My interest in photography deals with fundamental aspects of how images are made and consumed.
I'm interested in the photograph as a class of image: which attributes can define an image as photographic and how these attributes interrelate to contribute to, or take away from, an image's "photographic-ness."
As what is accepted as a photograph transitions from being made with analog processes to digital processes, the core aspects of photographic images are being at once reset and re-affirmed.
Some of my photographs are made using traditional photographic processes (photosensitive film and paper, developing chemicals) and some with digital processes (digital cameras, computers and inkjet printers). Many are a mix of the two approaches: one may be a piece of developed film scanned to a digital file, manipulated on a computer and printed on an inkjet printer. Another may be a file from a digital camera that's been scanned on to photographic paper and developed with conventional darkroom chemicals. And, obviously, all of the versions of these images shown on this website are "digital" by their very nature, no matter how the image may have been initially formed.
Does it matter? To the extent that these nuances of process and materials can even be apprehended, do they enhance an image's photographic bona fides or detract from them? To someone interested in photography for its own sake, as well as as a means to an end, I find these questions fascinating. It's a continual exploration for me.
In terms of how images are presented and consumed, my work utilizes a version of the visual fugue format. The word fugue is meant to convey both of its common meanings:
- · a musical piece characterized by repetition or imitation by multiple voices or parts
- · a dissociative psychological state of temporary amnesia often characterized by
My bodies of work are discursive, non-serial arrays of images with loose, aleatory connections among them. While they do very much go together for me for certain reasons, I question how important it is that viewers know and understand these reasons in order to say they have "experienced" the work. Many would say it is important, that without the artist's intention clearly expressed through a formal statement, or overtly evident in the content of the images themselves, viewers don't have a map for the territory (or perhaps a legend for the map). I'm not so sure. That said, the images are diaristic and quite personal. I'm more than happy to share why the pictures go together for me (from the maquette for Signal Nodes):
"These pictures are concrete expressions of childhood dreams and memories depicting versions of houses I grew up in and environments I inhabited as a child in an upwardly, and otherwise, mobile suburban family of the 1970s and 80s (in other words, we moved around a lot when I was a kid). These places are followed by versions of places I've chosen to live in as an adult. Though many of the scenes are found tableaus, most are manipulated in some way before being captured to better serve as 'stand-ins' for the places they evoke."
OK, now that you know that, are you more or less likely to be moved by the pictures? Have I successfully manipulated you into feeling sorry for me because of my itinerant childhood? Are you cut off from the work if you didn't grow up in the suburban Northeast of America in the 70s and 80s?
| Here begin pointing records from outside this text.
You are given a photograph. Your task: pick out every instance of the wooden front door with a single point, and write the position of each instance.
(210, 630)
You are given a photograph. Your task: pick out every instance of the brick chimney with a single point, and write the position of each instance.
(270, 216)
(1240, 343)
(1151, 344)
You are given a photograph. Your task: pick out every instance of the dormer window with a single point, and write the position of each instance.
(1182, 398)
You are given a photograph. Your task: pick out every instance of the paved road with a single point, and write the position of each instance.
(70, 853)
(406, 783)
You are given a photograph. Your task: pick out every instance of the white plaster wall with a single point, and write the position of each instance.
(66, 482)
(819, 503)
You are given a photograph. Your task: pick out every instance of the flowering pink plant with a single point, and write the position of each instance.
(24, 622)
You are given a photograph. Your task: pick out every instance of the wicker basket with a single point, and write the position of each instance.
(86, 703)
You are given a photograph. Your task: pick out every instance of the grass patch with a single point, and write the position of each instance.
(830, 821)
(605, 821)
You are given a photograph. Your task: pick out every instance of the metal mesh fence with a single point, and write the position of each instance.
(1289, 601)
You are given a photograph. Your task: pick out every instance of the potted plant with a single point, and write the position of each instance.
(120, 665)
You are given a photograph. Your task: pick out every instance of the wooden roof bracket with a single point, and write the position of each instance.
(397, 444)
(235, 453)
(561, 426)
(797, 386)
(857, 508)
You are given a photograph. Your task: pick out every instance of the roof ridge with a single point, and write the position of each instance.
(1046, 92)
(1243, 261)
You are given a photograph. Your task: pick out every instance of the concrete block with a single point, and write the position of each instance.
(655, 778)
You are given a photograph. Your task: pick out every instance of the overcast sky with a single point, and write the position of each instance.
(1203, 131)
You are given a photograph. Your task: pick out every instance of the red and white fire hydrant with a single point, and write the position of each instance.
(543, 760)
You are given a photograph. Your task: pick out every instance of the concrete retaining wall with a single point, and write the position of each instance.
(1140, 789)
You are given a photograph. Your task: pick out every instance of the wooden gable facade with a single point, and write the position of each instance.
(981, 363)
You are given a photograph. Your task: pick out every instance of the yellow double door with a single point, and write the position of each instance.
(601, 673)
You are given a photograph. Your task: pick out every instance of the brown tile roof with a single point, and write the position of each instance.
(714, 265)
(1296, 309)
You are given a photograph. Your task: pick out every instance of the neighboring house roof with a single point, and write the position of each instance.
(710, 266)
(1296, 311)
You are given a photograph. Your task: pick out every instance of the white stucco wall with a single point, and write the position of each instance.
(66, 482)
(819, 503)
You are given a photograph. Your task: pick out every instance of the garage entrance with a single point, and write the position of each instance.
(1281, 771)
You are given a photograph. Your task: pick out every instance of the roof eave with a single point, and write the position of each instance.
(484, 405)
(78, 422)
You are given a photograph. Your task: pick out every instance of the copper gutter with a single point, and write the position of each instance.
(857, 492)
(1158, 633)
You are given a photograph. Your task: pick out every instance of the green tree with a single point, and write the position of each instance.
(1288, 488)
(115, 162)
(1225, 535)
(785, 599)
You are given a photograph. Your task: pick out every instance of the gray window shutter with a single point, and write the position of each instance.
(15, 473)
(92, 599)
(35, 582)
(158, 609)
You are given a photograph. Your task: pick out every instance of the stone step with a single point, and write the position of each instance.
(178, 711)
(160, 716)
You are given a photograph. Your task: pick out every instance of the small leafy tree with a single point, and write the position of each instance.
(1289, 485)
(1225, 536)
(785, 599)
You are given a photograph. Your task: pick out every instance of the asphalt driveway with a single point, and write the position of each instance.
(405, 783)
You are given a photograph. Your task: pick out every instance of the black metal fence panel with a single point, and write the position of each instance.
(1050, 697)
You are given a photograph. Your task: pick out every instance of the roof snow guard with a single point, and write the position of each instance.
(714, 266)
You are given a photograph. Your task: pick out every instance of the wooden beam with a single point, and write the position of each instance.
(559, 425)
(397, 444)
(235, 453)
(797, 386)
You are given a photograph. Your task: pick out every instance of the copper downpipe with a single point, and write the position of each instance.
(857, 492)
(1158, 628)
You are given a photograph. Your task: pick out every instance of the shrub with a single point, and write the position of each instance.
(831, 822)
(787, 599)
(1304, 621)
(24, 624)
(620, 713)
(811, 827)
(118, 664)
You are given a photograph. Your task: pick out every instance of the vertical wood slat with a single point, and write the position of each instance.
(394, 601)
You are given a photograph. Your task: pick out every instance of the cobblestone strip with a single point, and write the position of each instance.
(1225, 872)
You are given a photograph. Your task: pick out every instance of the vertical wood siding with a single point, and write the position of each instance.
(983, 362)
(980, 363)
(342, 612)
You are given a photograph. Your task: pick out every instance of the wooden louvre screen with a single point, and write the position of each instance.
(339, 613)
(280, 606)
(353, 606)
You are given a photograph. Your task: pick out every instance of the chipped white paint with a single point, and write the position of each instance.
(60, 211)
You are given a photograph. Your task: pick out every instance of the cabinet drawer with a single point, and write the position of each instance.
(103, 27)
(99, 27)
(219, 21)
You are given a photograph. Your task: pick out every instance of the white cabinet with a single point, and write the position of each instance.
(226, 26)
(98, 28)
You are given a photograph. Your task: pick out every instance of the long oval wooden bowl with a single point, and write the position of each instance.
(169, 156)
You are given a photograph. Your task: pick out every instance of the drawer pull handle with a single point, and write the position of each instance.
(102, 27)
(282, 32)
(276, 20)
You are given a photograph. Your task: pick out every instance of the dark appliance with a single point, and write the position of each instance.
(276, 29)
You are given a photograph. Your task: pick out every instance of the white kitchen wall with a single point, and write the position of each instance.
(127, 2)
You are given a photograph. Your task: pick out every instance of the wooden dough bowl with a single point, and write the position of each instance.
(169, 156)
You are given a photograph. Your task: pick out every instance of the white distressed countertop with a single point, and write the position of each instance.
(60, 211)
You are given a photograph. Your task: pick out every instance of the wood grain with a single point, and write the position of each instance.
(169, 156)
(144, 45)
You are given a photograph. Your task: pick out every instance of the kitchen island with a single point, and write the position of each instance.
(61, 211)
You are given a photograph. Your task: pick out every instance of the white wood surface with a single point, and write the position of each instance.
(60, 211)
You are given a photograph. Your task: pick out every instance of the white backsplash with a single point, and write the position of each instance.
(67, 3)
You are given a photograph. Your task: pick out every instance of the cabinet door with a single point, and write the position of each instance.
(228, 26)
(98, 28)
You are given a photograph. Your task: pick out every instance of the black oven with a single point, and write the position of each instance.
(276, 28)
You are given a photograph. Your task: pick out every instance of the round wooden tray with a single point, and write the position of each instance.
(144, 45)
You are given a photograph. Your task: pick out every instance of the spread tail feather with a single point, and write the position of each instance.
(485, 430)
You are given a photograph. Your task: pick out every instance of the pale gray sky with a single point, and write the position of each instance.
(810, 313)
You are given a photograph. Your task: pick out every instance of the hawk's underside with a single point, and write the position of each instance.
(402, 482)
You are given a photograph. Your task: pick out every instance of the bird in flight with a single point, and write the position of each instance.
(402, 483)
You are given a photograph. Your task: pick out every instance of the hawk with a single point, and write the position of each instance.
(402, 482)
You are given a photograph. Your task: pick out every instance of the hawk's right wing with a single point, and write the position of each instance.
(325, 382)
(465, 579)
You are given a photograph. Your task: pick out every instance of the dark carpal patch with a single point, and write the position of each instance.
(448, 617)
The answers may be different for different viewers but, speaking as the creator of these images, I hope they stand well enough on their own — as images — without the need for a spoonful of sugar, so to speak, to make them easier to digest. I'd rather rely on my viewers' individual experiential capacities to create the "connective tissue" between and among the images and reveal for themselves layers of meaning, epiphanic evocations and serendipitous curiosities I could never have imagined for them.